Background: In a placebo-controlled trial of the peptide-based therapeutic HIV-1 p24Gag vaccine candidate Vacc-4x, participants on combination antiretroviral therapy (cART) received six immunizations over 18 weeks, followed by analytical treatment interruption (ATI) between weeks 28 and 52. Cell-mediated immune responses were investigated as predictors of Vacc-4x effect (VE) on viral load (VL) and CD4 count during ATI. Methods: All analyses of week 28 responses and fold-changes relative to baseline considered per-protocol participants (Vacc-4x:placebo = 72:32) resuming cART after week 40. Linear regression models with interaction tests were used.
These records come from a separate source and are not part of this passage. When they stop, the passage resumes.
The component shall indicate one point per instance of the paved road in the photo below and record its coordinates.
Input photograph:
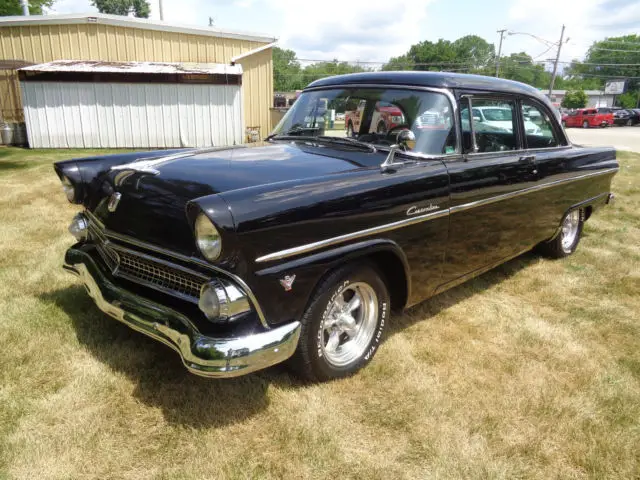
(622, 138)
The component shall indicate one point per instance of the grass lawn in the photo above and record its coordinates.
(531, 370)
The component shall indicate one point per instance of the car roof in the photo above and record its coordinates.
(432, 79)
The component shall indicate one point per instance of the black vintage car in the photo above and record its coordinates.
(300, 247)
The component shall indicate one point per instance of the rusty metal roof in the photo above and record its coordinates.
(92, 66)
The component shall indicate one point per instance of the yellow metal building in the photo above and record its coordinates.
(39, 39)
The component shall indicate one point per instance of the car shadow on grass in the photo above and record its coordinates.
(188, 400)
(161, 381)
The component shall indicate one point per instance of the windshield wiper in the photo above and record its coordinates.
(292, 131)
(351, 142)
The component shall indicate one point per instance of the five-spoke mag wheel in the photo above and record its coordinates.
(349, 324)
(344, 323)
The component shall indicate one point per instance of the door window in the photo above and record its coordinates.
(538, 127)
(494, 125)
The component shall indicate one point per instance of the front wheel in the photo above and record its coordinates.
(343, 325)
(566, 242)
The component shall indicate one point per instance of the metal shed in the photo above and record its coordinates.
(39, 39)
(83, 104)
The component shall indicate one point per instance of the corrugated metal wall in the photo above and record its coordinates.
(117, 115)
(40, 43)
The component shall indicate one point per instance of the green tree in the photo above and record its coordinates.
(611, 58)
(575, 99)
(469, 53)
(13, 7)
(140, 8)
(629, 99)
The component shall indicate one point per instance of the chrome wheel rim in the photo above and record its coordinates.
(570, 229)
(349, 325)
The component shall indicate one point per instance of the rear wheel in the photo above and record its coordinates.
(343, 325)
(566, 242)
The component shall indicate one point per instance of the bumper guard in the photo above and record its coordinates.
(202, 355)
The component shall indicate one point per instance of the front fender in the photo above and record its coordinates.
(310, 270)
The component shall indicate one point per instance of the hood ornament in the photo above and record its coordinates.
(114, 200)
(287, 282)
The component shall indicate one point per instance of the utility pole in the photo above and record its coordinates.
(501, 32)
(555, 64)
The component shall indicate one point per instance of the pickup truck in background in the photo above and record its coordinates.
(385, 117)
(588, 117)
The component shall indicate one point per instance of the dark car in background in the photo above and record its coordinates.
(300, 247)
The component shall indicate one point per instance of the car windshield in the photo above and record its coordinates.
(497, 114)
(373, 116)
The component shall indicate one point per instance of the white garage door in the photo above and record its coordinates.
(131, 115)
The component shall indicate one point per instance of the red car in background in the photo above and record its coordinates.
(588, 117)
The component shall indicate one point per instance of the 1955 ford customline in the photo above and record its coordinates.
(299, 247)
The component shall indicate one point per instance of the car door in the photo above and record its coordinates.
(490, 221)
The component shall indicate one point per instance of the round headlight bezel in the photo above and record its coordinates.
(208, 239)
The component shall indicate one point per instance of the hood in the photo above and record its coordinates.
(154, 192)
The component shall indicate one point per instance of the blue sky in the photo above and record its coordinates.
(374, 30)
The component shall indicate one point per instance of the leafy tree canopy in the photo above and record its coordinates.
(140, 8)
(289, 75)
(13, 7)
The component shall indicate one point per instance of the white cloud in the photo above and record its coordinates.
(351, 29)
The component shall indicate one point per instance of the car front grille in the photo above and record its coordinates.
(146, 270)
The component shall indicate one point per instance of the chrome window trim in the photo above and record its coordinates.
(290, 252)
(444, 91)
(184, 258)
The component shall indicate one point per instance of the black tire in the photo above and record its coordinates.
(557, 248)
(309, 360)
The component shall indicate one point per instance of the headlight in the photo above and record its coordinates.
(207, 238)
(69, 189)
(79, 227)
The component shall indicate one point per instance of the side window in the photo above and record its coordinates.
(494, 125)
(538, 127)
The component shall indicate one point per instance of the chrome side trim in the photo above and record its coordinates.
(289, 252)
(351, 236)
(525, 191)
(186, 259)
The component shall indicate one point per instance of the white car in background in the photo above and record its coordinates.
(499, 118)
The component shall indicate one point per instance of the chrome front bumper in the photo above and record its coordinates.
(202, 355)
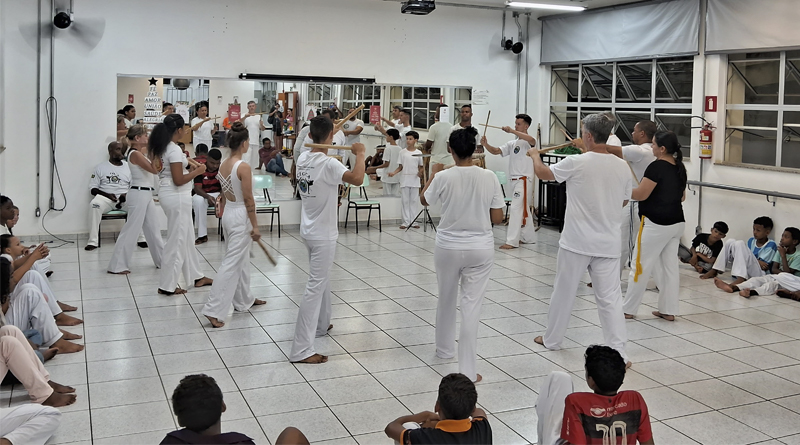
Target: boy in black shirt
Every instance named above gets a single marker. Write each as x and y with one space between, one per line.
456 420
705 248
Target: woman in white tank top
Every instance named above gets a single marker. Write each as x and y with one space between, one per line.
142 213
241 229
175 195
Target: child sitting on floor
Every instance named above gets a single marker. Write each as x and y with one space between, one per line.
705 248
456 419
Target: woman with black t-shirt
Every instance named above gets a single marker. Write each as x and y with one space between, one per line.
660 195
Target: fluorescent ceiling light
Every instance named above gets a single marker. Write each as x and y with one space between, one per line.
511 4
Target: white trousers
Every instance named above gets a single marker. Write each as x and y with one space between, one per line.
28 310
232 284
471 269
741 260
516 232
769 284
410 204
391 189
604 273
180 255
659 252
43 284
142 217
200 206
17 356
315 307
30 424
550 407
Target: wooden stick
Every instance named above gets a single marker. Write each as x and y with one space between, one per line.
264 248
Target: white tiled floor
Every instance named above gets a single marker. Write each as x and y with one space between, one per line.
728 371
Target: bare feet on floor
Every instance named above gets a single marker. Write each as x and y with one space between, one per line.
57 399
63 319
66 308
205 281
314 359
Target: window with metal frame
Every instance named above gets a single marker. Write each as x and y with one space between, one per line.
763 109
658 89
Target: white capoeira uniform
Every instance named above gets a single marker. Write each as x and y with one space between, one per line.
180 255
17 356
28 310
409 185
598 184
142 217
318 179
520 168
30 424
232 284
660 238
109 178
550 406
464 255
741 259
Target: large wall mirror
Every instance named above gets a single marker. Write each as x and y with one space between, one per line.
141 99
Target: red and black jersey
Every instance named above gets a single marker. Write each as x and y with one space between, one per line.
594 419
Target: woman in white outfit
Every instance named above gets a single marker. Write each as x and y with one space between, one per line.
241 229
142 212
472 201
202 126
660 196
175 195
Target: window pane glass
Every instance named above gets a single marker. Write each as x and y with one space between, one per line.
753 78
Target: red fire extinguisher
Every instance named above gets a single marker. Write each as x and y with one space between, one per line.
706 139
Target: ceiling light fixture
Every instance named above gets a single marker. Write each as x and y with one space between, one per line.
528 5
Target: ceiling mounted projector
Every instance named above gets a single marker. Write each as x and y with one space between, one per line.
417 7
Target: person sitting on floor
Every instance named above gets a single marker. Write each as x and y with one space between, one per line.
197 402
785 277
705 248
592 418
206 190
456 418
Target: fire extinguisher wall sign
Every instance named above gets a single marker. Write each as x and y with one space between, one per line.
706 139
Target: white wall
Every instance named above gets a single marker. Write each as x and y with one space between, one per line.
86 81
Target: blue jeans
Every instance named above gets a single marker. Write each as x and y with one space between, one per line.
276 166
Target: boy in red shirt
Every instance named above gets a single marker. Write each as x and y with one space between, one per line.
607 416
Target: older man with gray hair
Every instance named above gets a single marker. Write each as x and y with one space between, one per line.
599 184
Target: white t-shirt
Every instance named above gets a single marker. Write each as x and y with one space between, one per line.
439 134
597 186
173 155
318 179
351 126
110 178
204 132
392 154
253 125
519 164
409 176
639 156
467 194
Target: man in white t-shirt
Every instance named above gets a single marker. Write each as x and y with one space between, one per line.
352 130
598 184
520 170
254 126
638 156
109 186
319 178
437 143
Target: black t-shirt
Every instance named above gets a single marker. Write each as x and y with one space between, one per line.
663 206
700 244
449 432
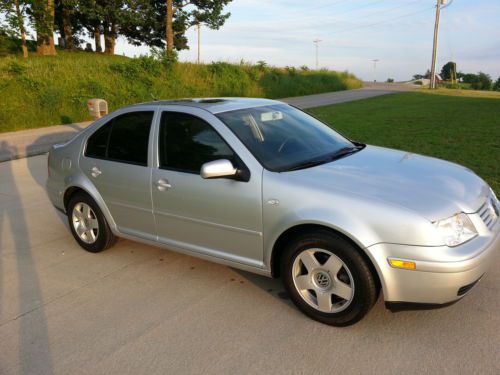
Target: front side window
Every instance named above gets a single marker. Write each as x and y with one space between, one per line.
124 139
187 142
283 138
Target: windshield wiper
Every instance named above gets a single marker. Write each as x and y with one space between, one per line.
346 151
336 155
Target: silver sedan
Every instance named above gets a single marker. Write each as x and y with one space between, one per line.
261 186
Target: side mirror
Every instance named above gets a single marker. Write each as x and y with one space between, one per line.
217 169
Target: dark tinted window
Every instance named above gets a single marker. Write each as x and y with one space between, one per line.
129 138
187 142
98 142
282 137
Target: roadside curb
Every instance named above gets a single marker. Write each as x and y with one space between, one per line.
24 143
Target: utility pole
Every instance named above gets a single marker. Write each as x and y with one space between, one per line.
316 42
375 61
199 59
441 4
434 48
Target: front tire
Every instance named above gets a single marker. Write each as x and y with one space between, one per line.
88 224
328 279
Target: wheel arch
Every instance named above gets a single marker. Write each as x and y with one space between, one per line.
74 189
290 233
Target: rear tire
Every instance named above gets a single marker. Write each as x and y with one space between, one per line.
328 279
88 224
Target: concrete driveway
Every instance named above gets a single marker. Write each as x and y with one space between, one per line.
136 309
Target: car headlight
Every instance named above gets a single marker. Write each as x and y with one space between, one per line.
456 230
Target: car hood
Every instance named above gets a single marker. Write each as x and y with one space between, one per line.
433 188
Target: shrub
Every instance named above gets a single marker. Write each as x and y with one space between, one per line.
16 68
483 82
51 97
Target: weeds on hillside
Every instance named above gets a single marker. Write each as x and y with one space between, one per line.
42 91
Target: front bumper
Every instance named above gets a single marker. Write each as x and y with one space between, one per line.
442 274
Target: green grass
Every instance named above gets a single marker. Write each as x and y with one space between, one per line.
43 91
459 129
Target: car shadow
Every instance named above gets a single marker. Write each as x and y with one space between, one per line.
34 353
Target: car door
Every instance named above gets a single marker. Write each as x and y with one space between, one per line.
217 217
117 161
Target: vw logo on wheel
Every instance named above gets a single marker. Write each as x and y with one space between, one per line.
323 280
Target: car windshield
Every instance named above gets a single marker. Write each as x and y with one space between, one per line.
283 138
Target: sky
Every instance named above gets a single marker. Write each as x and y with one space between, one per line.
399 33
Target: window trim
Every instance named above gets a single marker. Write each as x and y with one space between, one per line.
243 174
111 123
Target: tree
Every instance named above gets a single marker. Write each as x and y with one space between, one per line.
449 71
68 23
483 82
15 13
104 17
163 23
42 13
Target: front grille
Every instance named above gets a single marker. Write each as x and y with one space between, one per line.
487 213
466 288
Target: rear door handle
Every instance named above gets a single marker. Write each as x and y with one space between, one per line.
163 184
95 172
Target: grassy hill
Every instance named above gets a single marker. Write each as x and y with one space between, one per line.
43 91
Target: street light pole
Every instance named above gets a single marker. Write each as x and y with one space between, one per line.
434 48
375 61
316 42
441 4
199 58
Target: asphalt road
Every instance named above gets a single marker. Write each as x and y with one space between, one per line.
369 90
136 309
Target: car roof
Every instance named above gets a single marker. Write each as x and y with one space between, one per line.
214 105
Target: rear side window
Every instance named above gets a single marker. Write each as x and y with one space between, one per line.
98 142
187 142
124 139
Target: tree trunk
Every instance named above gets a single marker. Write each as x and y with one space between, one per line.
45 30
169 26
110 39
97 39
22 30
67 28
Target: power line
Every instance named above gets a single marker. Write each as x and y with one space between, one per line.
381 22
316 42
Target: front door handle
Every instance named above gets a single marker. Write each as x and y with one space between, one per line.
95 172
163 184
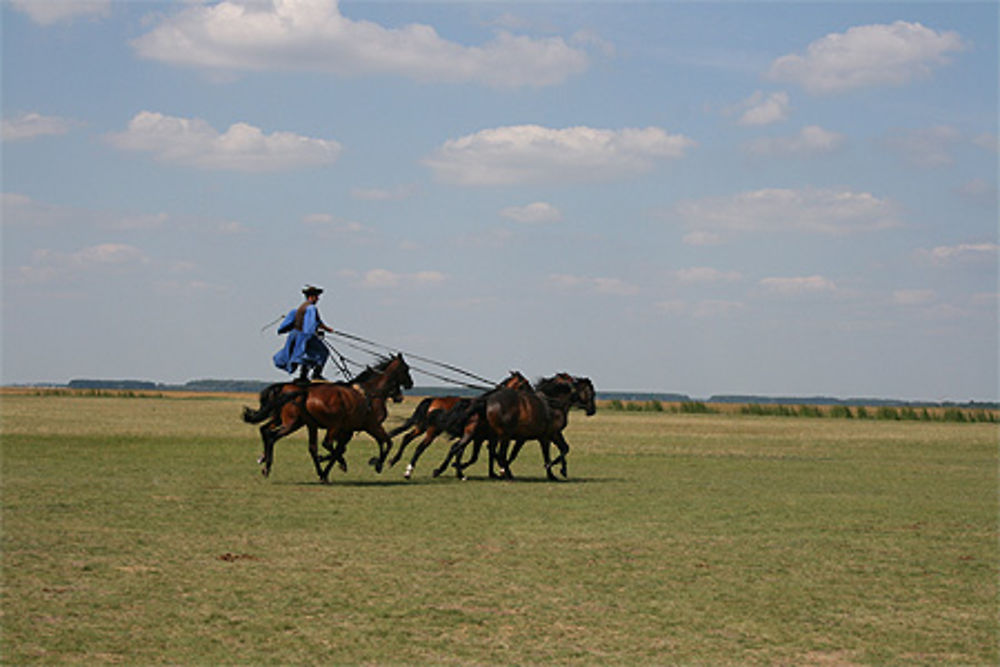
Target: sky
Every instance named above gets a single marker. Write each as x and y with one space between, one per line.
790 199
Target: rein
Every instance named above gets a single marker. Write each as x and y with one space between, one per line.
441 364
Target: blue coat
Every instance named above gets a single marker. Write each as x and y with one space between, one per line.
302 346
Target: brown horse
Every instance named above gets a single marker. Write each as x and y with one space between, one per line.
339 407
541 415
429 417
583 397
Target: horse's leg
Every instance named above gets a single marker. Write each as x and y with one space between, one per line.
563 446
429 436
337 454
501 455
454 451
314 451
384 445
491 448
271 436
514 452
544 443
407 439
265 431
460 467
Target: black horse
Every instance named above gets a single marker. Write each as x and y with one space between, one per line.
431 415
339 407
505 415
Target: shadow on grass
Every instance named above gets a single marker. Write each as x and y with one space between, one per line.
444 481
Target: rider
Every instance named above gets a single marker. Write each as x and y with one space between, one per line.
304 348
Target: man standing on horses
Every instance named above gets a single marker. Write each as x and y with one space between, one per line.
304 348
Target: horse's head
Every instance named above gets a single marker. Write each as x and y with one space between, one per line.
516 381
399 372
584 395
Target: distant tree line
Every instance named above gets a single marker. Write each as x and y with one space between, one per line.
619 399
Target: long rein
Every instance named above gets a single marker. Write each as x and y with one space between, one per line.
359 343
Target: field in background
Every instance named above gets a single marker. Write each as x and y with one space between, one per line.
141 531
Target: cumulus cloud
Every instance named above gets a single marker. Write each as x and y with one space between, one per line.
798 285
913 297
534 154
50 265
329 225
706 274
811 140
386 279
536 213
869 55
384 194
601 285
963 253
192 142
773 210
759 109
48 12
28 126
313 35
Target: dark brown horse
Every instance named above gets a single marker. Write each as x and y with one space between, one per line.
583 397
541 415
429 417
339 407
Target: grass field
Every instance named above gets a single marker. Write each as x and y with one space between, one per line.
140 531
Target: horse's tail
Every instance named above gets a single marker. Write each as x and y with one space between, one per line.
272 399
418 418
453 422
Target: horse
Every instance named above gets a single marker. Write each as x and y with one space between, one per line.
429 418
584 395
341 408
540 415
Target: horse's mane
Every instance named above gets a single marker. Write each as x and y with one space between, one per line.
552 386
372 371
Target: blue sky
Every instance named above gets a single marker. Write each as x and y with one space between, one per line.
771 198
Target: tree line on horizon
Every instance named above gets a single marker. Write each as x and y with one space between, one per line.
254 386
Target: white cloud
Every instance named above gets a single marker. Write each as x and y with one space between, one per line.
27 126
192 142
913 297
760 110
609 286
987 140
980 190
706 274
869 55
328 224
384 194
47 12
798 285
964 253
313 35
812 210
701 237
713 308
535 154
536 213
51 265
385 279
811 140
925 147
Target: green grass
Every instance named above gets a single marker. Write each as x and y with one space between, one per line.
142 532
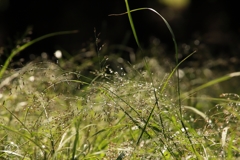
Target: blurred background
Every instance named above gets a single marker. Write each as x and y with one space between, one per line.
210 26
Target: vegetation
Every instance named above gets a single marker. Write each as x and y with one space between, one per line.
135 111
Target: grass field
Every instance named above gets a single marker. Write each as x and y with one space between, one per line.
146 110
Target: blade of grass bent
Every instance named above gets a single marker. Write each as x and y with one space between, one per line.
21 48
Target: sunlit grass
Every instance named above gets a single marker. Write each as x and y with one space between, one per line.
139 111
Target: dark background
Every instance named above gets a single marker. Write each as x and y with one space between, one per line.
214 23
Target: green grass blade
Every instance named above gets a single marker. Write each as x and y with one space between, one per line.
215 81
132 24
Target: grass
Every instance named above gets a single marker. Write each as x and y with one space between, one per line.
140 111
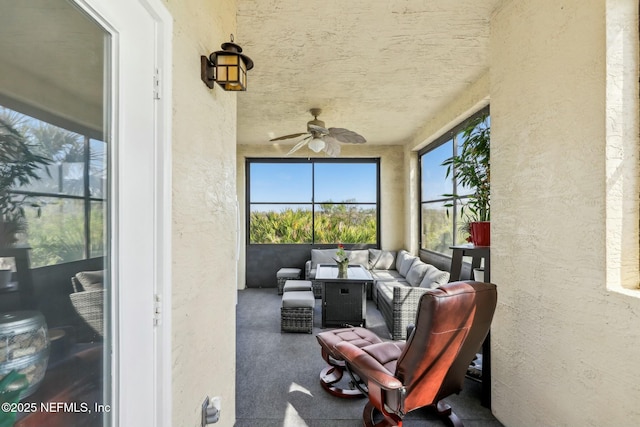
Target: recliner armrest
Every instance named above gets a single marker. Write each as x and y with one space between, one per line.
367 366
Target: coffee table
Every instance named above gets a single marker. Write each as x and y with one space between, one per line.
344 301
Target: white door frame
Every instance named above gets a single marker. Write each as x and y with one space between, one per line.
140 207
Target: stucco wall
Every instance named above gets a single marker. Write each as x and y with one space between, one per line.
565 349
392 190
204 219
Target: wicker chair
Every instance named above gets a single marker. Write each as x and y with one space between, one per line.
88 302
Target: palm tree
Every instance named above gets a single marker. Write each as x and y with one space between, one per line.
18 166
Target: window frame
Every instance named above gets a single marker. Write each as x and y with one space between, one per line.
449 135
87 136
313 203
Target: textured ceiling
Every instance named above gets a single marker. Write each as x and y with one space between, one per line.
380 68
42 40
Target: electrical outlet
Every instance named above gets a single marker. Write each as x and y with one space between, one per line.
210 410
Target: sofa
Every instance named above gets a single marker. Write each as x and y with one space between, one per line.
399 279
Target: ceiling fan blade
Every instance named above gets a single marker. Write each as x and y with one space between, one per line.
332 146
299 145
293 135
346 135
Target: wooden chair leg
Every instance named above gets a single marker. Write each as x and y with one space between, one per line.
388 420
331 375
447 415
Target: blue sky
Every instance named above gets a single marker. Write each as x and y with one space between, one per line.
292 182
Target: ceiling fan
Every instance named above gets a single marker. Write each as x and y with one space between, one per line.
320 138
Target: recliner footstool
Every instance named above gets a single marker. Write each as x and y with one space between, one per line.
360 337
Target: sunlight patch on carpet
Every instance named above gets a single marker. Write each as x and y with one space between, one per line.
292 418
297 387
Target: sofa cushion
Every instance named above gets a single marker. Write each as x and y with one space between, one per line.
416 273
405 264
434 277
381 260
385 292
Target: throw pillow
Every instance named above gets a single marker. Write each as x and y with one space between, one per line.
402 255
406 264
434 277
381 260
416 273
91 280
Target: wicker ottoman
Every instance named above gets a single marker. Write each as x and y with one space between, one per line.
360 337
285 274
296 313
297 285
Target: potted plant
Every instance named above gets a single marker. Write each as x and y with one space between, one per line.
471 168
19 164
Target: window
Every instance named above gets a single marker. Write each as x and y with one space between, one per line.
68 224
441 198
316 201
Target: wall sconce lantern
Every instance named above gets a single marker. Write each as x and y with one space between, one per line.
227 67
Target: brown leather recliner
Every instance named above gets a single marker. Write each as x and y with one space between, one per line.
398 377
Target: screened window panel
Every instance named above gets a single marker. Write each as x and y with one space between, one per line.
435 183
280 224
281 182
345 182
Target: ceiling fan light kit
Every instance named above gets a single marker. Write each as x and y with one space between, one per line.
319 138
227 67
317 145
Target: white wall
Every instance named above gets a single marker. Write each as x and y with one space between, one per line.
204 219
392 189
565 349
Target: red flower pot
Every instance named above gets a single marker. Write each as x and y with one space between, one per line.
481 233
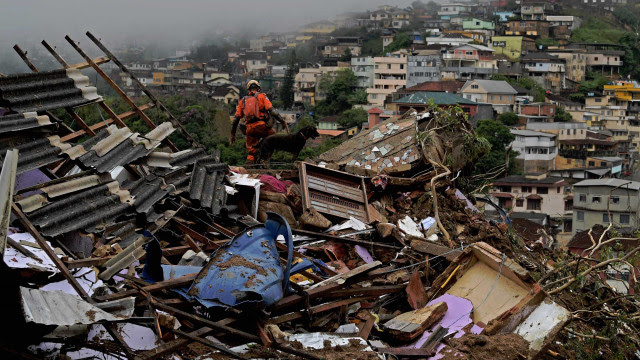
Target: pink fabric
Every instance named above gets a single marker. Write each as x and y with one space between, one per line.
270 183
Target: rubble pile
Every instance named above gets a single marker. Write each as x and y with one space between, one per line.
370 252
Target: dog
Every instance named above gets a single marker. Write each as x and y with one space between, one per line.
292 143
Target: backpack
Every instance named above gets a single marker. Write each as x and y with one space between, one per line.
251 108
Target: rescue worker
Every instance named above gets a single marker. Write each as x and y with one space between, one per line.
256 109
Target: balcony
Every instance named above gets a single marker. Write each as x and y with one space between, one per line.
583 154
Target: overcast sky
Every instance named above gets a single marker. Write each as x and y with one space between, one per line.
117 21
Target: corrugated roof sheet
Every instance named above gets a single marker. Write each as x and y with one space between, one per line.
7 183
83 209
46 90
62 309
38 153
206 185
19 122
439 98
387 145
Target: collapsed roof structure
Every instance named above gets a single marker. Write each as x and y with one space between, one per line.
118 246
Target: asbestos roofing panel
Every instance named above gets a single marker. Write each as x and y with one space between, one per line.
85 209
59 308
396 136
38 153
19 122
206 185
46 90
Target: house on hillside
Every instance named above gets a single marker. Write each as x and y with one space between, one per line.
499 94
594 200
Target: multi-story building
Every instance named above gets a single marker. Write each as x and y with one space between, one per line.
508 46
499 94
305 85
537 150
342 45
546 70
533 193
422 66
468 62
531 28
362 68
605 59
575 62
389 74
605 201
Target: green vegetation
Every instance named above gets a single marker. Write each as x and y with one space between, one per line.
341 94
286 92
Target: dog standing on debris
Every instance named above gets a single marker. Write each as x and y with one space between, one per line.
293 143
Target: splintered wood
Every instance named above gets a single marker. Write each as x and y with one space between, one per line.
410 325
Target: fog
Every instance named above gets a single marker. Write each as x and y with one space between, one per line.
166 24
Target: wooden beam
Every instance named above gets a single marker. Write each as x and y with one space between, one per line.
105 123
120 92
23 56
144 89
83 65
55 54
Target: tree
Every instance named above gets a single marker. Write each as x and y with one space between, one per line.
352 117
508 118
339 90
286 92
562 116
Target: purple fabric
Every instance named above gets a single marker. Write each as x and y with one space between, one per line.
456 318
272 184
364 254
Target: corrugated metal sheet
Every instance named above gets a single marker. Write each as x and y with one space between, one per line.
38 153
119 147
85 209
7 184
46 90
19 122
206 185
62 309
173 160
147 191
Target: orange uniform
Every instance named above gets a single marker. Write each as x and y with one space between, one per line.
256 127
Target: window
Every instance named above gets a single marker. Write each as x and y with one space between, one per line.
624 218
534 204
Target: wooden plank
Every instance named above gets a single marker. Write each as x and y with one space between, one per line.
52 255
23 56
410 325
55 54
118 90
160 285
144 89
228 330
83 65
105 123
317 309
VE was estimated as the Vacc-4x–placebo difference in log10-transformed VL (VEVL) or CD4 count (VECD4). Findings: A lower fold-change of CD4+ T-cell proliferation was associated with VECD4 at week 48 (p = 0.036, multiplicity adjusted q = 0.036) and week 52 (p = 0.040, q = 0.080). A higher fold-change of IFN-γ in proliferation supernatants was associated with VEVL at week 44 (p = 0.047, q = 0.07). A higher fold-change of TNF-α was associated with VEVL at week 44 (p = 0.045, q = 0.070), week 48 (p = 0.028, q = 0.070), and week 52 (p = 0.037, q = 0.074). A higher fold-change of IL-6 was associated with VEVL at week 48 (p = 0.017, q = 0.036). TNF-α levels (>median) were associated with VECD4 at week 48 (p = 0.009, q = 0.009). Interpretation: These exploratory analyses highlight the potential value of investigating biomarkers in T-cell proliferation supernatants for VE in clinical studies.